Container blow molder Ring Container Technologies Corp. of Oakland, Tenn., is moving into a newly leased facility in Sidney, Ohio, where it has operated a plant for 12 years.
The $4 million renovation of a historical building that housed Monarch Machine & Tool operations began three months ago, said Gayle Wright, the site's general contractor under Don Wright Realty of Dayton, Ohio.
``We'll be finished in early August,'' Wright said in an April 24 telephone interview. ``The Monarch building is an old historic building in Sidney. It's a great historic value to the city. We're completely renovating it for [Ring]. It will be like new inside. It's going to be just beautiful. They're putting in silos. They're putting in office facilities. It's going to be state of the art.''
Monarch still occupies roughly 70,000 square feet of the 446,000-square-foot complex, Wright said. Ring will take 115,000 square feet, nearly doubling its current space in another Sidney location. Ring will vacate that leased site by year's end, officials said.
The new location is being prepped as part of Ring's pumped-up research and development efforts, where sustainability is the focus of development, said Jeffrey Ullrich, Ring's vice president of sales and marketing.
Ring will move into continuous extrusion blow molding at the site. Although it has similar equipment at 17 other facilities throughout the U.S., this is the first time the firm will have that capability in Sidney.
``It will be a gradual transition of equipment, some old, some new. Customer growth is driving the move,'' Ullrich said.
The company's existing plant in Sidney employs 40, which will remain steady in the new plant.
For Ring, the project is the latest of several changes it has instituted in the past year. In August, the company began operating a new facility in Little Rock, Ark., dedicated to new technology in PET known as TrimLite. That technology focuses on making lighter-weight PET bottles for use in products like condiments, sauces and other foods. The Little Rock plant is dedicated to one customer, Ullrich said.

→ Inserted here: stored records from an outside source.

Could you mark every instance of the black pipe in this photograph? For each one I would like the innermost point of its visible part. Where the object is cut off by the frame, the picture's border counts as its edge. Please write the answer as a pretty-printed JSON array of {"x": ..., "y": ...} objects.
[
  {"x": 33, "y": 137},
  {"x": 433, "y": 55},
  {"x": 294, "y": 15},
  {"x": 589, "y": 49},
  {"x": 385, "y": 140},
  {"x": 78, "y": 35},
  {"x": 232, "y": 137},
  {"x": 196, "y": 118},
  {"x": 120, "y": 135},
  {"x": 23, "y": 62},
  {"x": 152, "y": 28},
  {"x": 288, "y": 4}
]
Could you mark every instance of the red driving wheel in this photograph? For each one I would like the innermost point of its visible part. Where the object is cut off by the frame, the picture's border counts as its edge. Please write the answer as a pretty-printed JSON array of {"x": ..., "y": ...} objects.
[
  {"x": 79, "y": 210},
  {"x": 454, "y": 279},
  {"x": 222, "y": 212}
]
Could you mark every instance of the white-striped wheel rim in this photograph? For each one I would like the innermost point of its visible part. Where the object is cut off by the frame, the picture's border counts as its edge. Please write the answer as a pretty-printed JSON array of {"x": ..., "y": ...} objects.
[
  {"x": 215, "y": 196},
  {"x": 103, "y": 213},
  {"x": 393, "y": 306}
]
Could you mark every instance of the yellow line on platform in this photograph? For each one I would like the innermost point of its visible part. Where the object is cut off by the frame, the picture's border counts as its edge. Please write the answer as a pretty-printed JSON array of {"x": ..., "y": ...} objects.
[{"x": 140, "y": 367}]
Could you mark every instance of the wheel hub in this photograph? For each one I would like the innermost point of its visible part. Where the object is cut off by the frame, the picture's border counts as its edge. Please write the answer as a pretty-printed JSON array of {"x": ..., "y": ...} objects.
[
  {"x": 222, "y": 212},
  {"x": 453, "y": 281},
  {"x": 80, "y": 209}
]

In the TrimLite process, the thread finish is produced in the blow mold instead of the preform mold, according to Husky Injection Molding Systems Ltd. of Bolton, Ontario. The process involves trimming off the portion of the blown container that traditionally would be the injection molded thread, leaving behind a wide-mouth thread finish.
Also, Ring's bread-and-butter business - a bottle-in-box combination - is undergoing a change, which required retooling in all facilities.
``We are reintroducing that package early next year,'' Ullrich said. ``For 25 years, we've made it nearly identical. For the last two years, we've been in the process of evaluating the package and how we can make it better. We've been getting a better feel for how our package is used.''
Meanwhile, Ring is re-engineering a plant in Swanley, England.
``We're studying the way we do business over there,'' Ullrich said of the notoriously fragmented European market, which is characterized by small customers. ``It's a gradual process, but we plan to be done by fall.''
Ring operates plants in 18 U.S. locations. In addition to Little Rock and Sidney, its sites include Chester, S.C.; three plants in Illinois; two plants in California; and one in Belle Fourche, S.D., that was added in 2006.
Ring did an estimated $190 million in blow molding sales, according to Plastics News' 2006 ranking.